Imagine you went to get your driver’s license. You studied up on your state’s requirements. You learned the rules of the road. You practiced driving in your neighborhood under the watchful eyes of your mom or dad. And then when you went to the DMV, you passed the written and driving tests with flying colors.
Now imagine that you ran into someone in the waiting room who conceded he hit the sauce before coming in. You watched him flub the written test. Then you heard he crashed into the curb twice during his driving test — and spent most of the ride hitting on his instructor.
You’d expect to get your license — and you’d expect the other guy to fail, or maybe even get hauled off to jail.
But in Washington, D.C. these days, that’s not how it works. Everybody passes! It’s like some perverse Lake Wobegon world, where everyone is above average (or treated that way).
And it should have you, me, and every other American taxpayer fuming.
D.C. Doling Out TARP Money to Any and All Comers
There are a lot of bad banks out there. A LOT. As Martin explained earlier this week in his special presentation (which you can access to replay online here):
“The debt crisis is much greater than the government has reported, according to the white paper. The FDIC’s “Problem List” of troubled banks includes 252 institutions with assets of $159 billion. The updated review by Weiss Research, however, shows that 1,816 banks and thrifts are at risk of failure, with total assets of $4.67 trillion, compared to 1,568 institutions, with $2.32 trillion in total assets in the prior quarter.”
But there are also literally THOUSANDS of institutions that are NOT at an elevated risk of failure.
They did NOT take on excessive, stupid risk in the derivatives market.
They did NOT make a bunch of crappy residential and commercial mortgage loans.
They did NOT buy a bunch of esoteric, hard-to-value securities in an attempt to juice up the yields they earned on their portfolios.
The same goes for the insurance industry …

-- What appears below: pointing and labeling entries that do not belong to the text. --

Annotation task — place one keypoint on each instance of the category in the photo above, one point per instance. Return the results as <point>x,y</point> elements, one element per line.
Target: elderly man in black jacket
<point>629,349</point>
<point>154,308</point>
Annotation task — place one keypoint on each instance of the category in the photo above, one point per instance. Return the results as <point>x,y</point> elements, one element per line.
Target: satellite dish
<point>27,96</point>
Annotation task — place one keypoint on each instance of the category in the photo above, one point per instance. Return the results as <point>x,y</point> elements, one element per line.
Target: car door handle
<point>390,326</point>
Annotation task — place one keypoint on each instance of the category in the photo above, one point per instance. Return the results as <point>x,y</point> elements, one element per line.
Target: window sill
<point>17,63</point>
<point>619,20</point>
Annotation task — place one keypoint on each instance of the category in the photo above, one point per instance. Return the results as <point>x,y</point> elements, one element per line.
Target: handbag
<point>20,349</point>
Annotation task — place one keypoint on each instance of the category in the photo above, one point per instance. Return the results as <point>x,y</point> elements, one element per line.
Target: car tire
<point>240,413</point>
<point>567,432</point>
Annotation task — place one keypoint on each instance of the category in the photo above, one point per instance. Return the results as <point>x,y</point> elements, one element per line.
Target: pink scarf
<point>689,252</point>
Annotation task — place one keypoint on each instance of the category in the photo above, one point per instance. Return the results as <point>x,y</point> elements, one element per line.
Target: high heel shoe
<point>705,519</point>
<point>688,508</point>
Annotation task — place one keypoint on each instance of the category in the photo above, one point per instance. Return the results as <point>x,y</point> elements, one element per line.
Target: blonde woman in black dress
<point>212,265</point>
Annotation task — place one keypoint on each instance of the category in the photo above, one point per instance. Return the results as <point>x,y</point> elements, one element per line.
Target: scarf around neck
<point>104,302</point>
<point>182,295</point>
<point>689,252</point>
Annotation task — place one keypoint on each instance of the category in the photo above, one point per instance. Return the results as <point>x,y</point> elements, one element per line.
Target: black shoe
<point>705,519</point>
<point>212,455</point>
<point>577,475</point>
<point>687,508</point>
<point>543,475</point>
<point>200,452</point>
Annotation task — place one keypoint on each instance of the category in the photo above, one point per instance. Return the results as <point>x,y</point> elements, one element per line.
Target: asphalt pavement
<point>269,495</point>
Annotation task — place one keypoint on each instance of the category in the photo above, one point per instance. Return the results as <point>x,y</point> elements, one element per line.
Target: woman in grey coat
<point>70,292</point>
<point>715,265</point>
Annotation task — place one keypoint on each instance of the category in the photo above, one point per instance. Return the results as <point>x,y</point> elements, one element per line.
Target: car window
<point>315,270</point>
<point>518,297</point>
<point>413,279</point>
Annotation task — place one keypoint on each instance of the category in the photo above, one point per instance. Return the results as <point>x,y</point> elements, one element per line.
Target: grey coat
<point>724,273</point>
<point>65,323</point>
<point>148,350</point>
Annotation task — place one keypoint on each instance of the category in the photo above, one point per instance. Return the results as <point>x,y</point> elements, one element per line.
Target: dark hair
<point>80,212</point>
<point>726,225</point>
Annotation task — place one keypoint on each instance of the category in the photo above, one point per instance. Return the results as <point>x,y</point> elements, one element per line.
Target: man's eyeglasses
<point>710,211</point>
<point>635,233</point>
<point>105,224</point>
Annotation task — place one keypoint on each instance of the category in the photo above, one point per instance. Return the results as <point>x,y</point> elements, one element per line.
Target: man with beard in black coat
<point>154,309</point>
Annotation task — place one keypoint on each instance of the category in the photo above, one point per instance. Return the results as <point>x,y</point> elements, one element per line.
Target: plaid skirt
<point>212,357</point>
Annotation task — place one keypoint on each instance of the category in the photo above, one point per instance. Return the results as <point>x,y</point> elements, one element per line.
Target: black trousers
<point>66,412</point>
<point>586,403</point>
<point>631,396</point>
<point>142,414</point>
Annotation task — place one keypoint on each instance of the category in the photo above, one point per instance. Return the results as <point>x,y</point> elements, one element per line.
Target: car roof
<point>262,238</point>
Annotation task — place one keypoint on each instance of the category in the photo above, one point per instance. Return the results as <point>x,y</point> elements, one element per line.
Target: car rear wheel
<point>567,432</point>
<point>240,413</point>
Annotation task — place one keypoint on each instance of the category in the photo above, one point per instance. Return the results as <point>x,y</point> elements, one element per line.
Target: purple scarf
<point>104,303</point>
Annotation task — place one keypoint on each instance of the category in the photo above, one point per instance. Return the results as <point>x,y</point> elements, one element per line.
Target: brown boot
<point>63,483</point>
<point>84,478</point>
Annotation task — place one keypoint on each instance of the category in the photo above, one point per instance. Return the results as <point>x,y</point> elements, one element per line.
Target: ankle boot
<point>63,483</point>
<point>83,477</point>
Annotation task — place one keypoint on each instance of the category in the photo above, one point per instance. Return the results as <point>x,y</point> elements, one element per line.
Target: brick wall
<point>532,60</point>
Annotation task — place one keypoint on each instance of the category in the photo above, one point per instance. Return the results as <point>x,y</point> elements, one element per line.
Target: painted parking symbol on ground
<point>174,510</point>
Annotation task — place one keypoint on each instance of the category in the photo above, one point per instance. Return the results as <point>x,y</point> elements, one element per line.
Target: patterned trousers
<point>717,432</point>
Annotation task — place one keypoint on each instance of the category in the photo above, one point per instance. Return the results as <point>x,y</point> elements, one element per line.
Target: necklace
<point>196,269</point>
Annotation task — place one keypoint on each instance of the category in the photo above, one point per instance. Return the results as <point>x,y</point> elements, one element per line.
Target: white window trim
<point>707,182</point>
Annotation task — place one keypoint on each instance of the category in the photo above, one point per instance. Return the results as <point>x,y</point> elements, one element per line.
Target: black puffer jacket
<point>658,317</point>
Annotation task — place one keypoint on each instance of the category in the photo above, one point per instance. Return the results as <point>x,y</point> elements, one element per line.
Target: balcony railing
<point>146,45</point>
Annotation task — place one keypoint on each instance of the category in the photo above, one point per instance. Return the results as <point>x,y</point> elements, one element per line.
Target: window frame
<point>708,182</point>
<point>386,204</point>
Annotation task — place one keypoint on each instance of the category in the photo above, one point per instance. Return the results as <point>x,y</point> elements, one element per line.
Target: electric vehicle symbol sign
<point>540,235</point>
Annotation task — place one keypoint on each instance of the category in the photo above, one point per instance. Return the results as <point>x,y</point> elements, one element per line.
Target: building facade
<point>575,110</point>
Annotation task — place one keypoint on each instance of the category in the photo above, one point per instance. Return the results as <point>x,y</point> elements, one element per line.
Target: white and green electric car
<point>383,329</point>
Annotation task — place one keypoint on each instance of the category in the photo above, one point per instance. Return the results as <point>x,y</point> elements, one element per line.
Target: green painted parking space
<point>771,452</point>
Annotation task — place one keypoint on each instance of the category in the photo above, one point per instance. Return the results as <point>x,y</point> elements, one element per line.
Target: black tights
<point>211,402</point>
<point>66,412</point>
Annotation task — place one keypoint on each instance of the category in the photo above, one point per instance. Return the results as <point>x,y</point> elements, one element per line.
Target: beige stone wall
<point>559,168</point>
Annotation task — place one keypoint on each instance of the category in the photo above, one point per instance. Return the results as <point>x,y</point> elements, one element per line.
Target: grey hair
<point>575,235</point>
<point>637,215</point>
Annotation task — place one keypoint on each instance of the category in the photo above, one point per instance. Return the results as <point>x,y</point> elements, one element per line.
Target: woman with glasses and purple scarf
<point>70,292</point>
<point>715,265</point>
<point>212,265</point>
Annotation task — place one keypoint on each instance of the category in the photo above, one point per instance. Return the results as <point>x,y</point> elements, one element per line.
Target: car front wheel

We just learned this week that life insurers have joined the seemingly endless line of companies seeking — and getting — government-funded bailouts. The Treasury Department is going to infuse capital into life insurance firms that are organized as bank holding companies or that own a thrift subsidiary. Many of those firms have seen their share prices plummet and their investment portfolios come under pressure.
But you know what? For every poorly run insurer that took on too much risk in their investments and charged too little in premiums, there’s another firm that’s in much better shape.